A client’s needs and desires often begin as separate entities, but tend to merge or are adjusted as the plans for a project progress through the creation stage. Such was the case with our clients in this finished basement project. They wanted to have an enjoyable entertaining space in a less formal atmosphere than their very traditional main level. They sought comfort as well as fun, and gave us license to use architectural elements to meet their goals.
We discovered a lack of grade beams where load-bearing walls supporting two upper floors had been built. We cut and removed concrete in locations where our columns were to be installed. To fix this, we created new, properly prepared reinforced footings. Those columns became the signature feature of this terrace-level basement.
Another challenge was encountering a partially finished plumbing drainage system. The lift station tank was buried underneath the slab, and the plumbing drainage levels were damaged in two locations. We looked with our plumber to find and repair the leaks and tank. A significant amount of slab cutting, removal and replacement of drainage lines also occurred to accommodate the new floor plan.
When we began, the staircase was not on the need or want list but as the design developed, a new staircase became a desire. We removed the entire existing staircase and designed a new one with a lower rise and thicker, deeper treads. Now, the stair has glass and metal features with a bold curved handrail. The glass rests in a slot at the top of the stringer; the top glass panel is inserted into metal slots in the ceiling and side wall. Adding structure, the metal pieces reinforce the industrial look. We then improved the room’s flow by curving the wall at the bottom of the stairs to guide one to look out to the room instead of looking into a wall.
The clients wanted an open entertainment room with a bar. We removed hall walls and staircase walls, and put columns in their stead. The clients wanted flair in this space so the bar became a semi-circle with a natural stone quartzite and brushed pewter countertop. The top of the bar countertop is for seating and the lower area and back area contain a dishwasher, trash drawer, ice maker and refrigerator. Tall cabinets store glasses and dishware.
The homeowners also asked for an informal media room, but not like a theater. We wanted the television viewing room to relate to the entertainment space so we removed the wall between the rooms and used columns again. The TV is suspended between the columns.
A wine cellar was on their wish list, but space was limited once we took into account a playroom, a nanny/guest suite with bath and closet, a separate powder room for the entertainment space, a new mechanical room and storage space. Not wanting to lose the wine cellar, however, we tucked it into the space under the stairs and extended it back into the new mechanical room. The cellar is small, but the glass door and windows create the illusion of a much larger space.

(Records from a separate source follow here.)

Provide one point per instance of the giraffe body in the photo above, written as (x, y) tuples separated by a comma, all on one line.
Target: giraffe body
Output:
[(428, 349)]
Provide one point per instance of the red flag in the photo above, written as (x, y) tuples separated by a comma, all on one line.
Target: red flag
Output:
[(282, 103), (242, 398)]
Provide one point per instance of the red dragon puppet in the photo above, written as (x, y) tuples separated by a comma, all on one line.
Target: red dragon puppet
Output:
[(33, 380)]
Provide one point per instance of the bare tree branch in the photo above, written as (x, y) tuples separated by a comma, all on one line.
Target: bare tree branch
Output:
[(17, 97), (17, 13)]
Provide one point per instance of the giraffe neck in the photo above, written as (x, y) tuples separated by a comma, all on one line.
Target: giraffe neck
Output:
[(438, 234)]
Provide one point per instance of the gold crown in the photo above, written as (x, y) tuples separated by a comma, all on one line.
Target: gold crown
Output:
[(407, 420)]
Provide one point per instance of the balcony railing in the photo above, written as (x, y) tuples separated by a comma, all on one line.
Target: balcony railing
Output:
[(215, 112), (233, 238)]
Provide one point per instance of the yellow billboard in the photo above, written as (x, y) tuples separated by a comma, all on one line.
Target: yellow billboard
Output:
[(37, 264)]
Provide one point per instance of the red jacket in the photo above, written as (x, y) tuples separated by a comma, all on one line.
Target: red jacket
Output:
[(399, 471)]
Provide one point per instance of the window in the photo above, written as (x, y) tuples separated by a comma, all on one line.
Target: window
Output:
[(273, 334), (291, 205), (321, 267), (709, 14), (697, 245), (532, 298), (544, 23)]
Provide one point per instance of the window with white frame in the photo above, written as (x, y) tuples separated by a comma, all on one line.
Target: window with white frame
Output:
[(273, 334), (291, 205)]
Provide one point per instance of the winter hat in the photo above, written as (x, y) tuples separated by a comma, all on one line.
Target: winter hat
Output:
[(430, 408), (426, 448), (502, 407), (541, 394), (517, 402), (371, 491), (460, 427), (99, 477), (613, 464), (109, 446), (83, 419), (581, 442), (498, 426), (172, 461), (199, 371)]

Our design skills assisted us as we worked around existing problems in creative ways, such as in the wine cellar ceiling. A stair riser was in the wall on the left side and masses of ductwork were on the right side. The ductwork was leaving the mechanical room and traveling to locations in the terrace level. We handled this by designing a unique ceiling that allows us to cover both these items.
The client’s family owns a farm in West Virginia, and she wanted wood from the farm to be in her home. Her father sent wood samples and, after deciding on walnut, he milled the wood in various sizes for the curved bar base. Hardwood floors in the media room are 4-in. planks of white oak over plywood. Other woods include pecan bar cabinets and mahogany wine cellar. These different woods added a warmth to the area.
The terrace level is loved and well used. Our clients say they never want to leave; they are stimulated by the design and comfortable in the space. That is the best compliment we could receive.